Now, make no mistake, I am not trying to pull focus from the fact that I did something heinously cruel to my sister in a moment of profound grief. Pets are often our first experiences with death and loss, and they set us up for how we approach and view death for the rest of our lives. We can build on the foundations, of course, but these things are pretty integral to our view of losing a loved one. I am solely to blame here, do not feel bad for me and forget that I did something so far beyond big sister-little sister fuckery. I was old enough to know better, and my cruelty is immeasurable. 

My mom still threatened to boil my hands, and the wild truth of that can be separated from the wild truth of what I did. 

My mom.

Threatened. 

To boil.

My. 

HANDS. 

And as I started wailing, she started laughing at me for crying. And mocked me for crying and asking if getting boiled was going to hurt. She told me I was stupid for thinking she was actually going to boil my hands and told me to go upstairs and wash my hands and to never do something like that again because it was gross. I really want to drive the point home that I was not in any way in trouble for being so fucking mean to my little sister, I was in trouble for touching something dead. I went sobbing upstairs and told my sister I was really sorry for being so mean to her, and she hugged me and told me it was ok, she was just sad about Hammy (sometimes, y'all, we really do not deserve our little siblings because they can be so much kinder than big sibling shenanigans deserve). I regretted doing that to Stef after my mom made me understand that doing something that YOU find funny but someone else finds scary or cruel isn't actually funny, it's just scary. Or cruel. 

This was also my first massive brush with death, in some regard. This was death of the ego, and that's a fucking undertaking at such a young age. I understood that pain is a network, and pain isn't the only thing that connects us. In most of our emotional connection, there is no self. We are not separate from the sadness of our sibling just like we are not separate from the pain of our parents just like we are not separate from the consequences of the actions of others. In the revelations of the young, that mind opening awareness is...at best...short lived. I may have never again considered gaslighting my sister about how dead her pets ACTUALLY is, but I was still mean to her in the ways that siblings can be mean to each other. In explanation not defense, our household was one of kindness scarcity, and we had to compete for it. If Stef was getting loved by our parents, I was getting shit on because our parents were incapable of kindness for all. As we got older, I took on a lot of heat for my sister, because I did notice how cruel our parents were when we were in trouble, and as the oldest, I felt a duty to my little sister to carry the worst of the nastiness so she didn't have to. The only person who was allowed to beat her up was me, not her dad and not my mom. Me. Anybody else trying to fuck up my little sister was going to hear about it. I was smaller than my parents so I rarely put my body on the line for Stef (I did a few times, but not as often as I should have), but I would scream at them to leave her alone when she was in trouble and getting hit for it. 

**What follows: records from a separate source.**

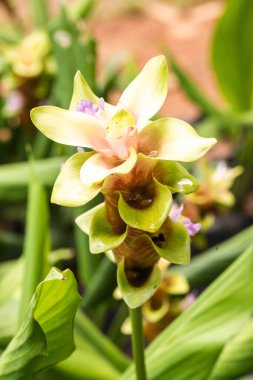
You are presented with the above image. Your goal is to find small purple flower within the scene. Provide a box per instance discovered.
[169,202,201,236]
[182,291,197,310]
[76,98,105,116]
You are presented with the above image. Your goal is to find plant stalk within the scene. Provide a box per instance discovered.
[129,307,147,380]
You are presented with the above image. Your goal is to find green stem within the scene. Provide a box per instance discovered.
[31,0,49,28]
[129,307,147,380]
[18,178,49,327]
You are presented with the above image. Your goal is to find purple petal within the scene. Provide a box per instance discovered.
[182,218,201,236]
[169,202,184,222]
[98,98,105,110]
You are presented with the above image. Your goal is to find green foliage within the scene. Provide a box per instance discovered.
[20,174,50,321]
[118,179,172,232]
[0,156,66,201]
[212,0,253,112]
[50,6,96,108]
[117,259,162,309]
[169,226,253,289]
[0,268,80,380]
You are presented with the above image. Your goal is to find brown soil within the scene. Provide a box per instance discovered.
[88,0,223,121]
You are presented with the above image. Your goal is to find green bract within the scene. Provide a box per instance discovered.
[31,56,216,308]
[31,56,216,205]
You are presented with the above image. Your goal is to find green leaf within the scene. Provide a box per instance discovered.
[149,221,191,265]
[117,258,162,309]
[19,179,50,322]
[30,0,49,29]
[0,268,80,380]
[51,152,101,207]
[121,246,253,380]
[209,318,253,380]
[82,254,117,310]
[212,0,253,112]
[76,203,127,253]
[118,178,172,232]
[172,226,253,288]
[69,0,96,22]
[153,160,199,194]
[0,157,66,200]
[169,55,223,118]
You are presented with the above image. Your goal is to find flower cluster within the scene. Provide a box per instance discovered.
[31,56,216,308]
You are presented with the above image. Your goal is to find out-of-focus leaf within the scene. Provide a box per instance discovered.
[172,226,253,288]
[0,157,66,200]
[19,177,50,323]
[0,268,80,380]
[30,0,49,28]
[69,0,96,22]
[82,254,117,310]
[75,311,130,372]
[212,0,253,111]
[169,55,223,119]
[0,259,23,347]
[121,246,253,380]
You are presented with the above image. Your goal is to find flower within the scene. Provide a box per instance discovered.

I wondered to myself in the shower the other day if I grew so protective of her because that was a natural progression of the person I was turning into. If I was always going to see myself as needing to protect other people from harm because I don't want to see anyone suffer. None of us should be suffering. "The children are ours" James Baldwin says, "the children are always ours, all over the globe. And I am beginning to suspect that whoever is incapable of realizing that may be incapable of morality." I wasn't aware of James Baldwin when I was playing trauma chess with my sister's dead hamster, but I'm aware of him now, and we should care about the suffering of anyone because we're all interconnected. Our struggles and liberation are woven together. I see it now, and I would like to think that years before I made Hammy a puppet of my cruel sense of humor, I was set on the path of realizing it and living that truth the way I try to now. 

Or perhaps. 

Perhaps what I needed to understand how interconnected our struggles are was to have my mother threaten to boil the dead hamster patina off of my fingers.